The image of God—tzelem Elohim—is often front and center in animating Jewish human rights work. The recent release of the movie Exodus: Gods and Kings (which, admittedly, I have not seen) gave me pause to contemplate the tzelem’s counterpart—the voice of God.

Director Ridley Scott is taking some flak for casting 11-year-old Isaac Andrews as God, a decision he explains as stemming from his desire not to be cliché and from the idea of a shepherd boy.

This stands in sharp contrast to Darren Aronofsky’s decision, in his film Noah, not to portray God at all. Noah must deduce from signs and dreams what God wants him to do, with dramatic and frightening consequences.

The directors of 1998’s Prince of Egypt took yet another approach. At first, they tried a choral voice, composed of all the film’s actors, with different voices coming to the fore in different moments. “It crossed the line theologically and so we had to abandon that idea,” says film editor Nick Fletcher. (Too bad—this rabbi thinks that would have been theologically spot-on). They ultimately chose to have Val Kilmer voice both God and Moses, as if to imply that Moses heard God speaking to him in Moses’ own voice—perhaps following the midrash to that effect in the Talmud, Brachot 45a. This was also the case in The Ten Commandments, when Charlton Heston played both prophet and God (though no on-screen credit was given for the latter).

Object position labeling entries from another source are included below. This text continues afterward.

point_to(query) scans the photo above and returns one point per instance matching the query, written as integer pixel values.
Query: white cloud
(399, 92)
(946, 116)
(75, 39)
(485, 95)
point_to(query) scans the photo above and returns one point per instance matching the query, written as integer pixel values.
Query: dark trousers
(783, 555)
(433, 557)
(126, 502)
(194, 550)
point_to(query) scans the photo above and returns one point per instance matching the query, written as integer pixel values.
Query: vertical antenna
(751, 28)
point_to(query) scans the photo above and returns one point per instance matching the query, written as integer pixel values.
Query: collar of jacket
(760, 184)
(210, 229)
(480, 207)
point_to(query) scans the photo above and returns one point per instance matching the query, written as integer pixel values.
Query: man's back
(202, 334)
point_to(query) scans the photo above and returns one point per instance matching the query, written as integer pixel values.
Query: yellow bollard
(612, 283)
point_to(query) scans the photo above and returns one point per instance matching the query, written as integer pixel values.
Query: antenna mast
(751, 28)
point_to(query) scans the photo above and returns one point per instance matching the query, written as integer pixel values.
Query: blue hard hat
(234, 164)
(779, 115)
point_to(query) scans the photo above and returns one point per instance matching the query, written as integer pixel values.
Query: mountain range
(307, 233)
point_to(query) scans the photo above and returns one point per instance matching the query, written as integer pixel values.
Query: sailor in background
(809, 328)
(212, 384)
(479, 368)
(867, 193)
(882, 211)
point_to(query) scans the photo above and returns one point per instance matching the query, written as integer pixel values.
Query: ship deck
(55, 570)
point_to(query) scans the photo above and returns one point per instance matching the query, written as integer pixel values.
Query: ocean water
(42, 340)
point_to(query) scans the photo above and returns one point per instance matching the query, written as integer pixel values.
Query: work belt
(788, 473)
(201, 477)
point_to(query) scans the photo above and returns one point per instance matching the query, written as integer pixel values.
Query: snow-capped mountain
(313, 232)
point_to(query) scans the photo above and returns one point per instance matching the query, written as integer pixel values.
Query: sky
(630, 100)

Perhaps most famously, several parshiyot from now, there is the midrash that when God spoke the Ten Commandments, “All at Mount Sinai, young and old, women, children and infants, heard the voice of God according to their ability to understand” (Shemot Rabbah 5:9).

How and where do we hear the voice of God in today’s world of social justice? Is it the voice of Martin Luther King, Jr., and his successors, speaking out in ringing tones from monuments and balconies before an audience of thousands? The voice of the policy wonk who knows the precise policy interventions to propose, or of the back-room politician knowing whose back to scratch in order to move reform forward?

God speaks in all of these ways and more, but the most important lesson I have learned in my year and a half at T’ruah is to hear the voice of those most affected by a given human rights issue. In our work fighting human trafficking, we take our cues from the Coalition of Immokalee Workers, the tomato farmworkers who have transformed an industry. When we advocate for the rights of Bedouins—Israeli citizens—not to be forcibly removed from their homes, we listen first to what they want, the lives they want to lead. On the police violence front, we follow the leadership of the young black organizers who emerged from Ferguson, Missouri. When we as rabbis speak out, bringing the power of Jewish tradition and the privilege of our station to bear on these issues, we seek to amplify the divine echoes we hear in our compatriots’ words.

I’m grateful to my father, Rabbi David Nelson, for suggesting a final interpretive twist. Psalm 150 ends with this line: Halleluhu be-tziltzelei shama, Halleluhu be-tziltzelei t’ruah. Translating loosely, we learn that before we can do the work of t’ruah, of sounding a call for human rights, we must first do the quieter work of shema, of listening to the voices of those whose rights are being trampled. As we begin 2015 and the book of Shemot, may we recommit to listening for the voice of God in all the myriad places we may find it.

 

Rabbi Lev Meirowitz Nelson is Director of Education at T’ruah. He edits Torah from T’ruah and enjoys contributing from time to time. Lev, his wife Eliana, and their son Barzilai live in Brooklyn.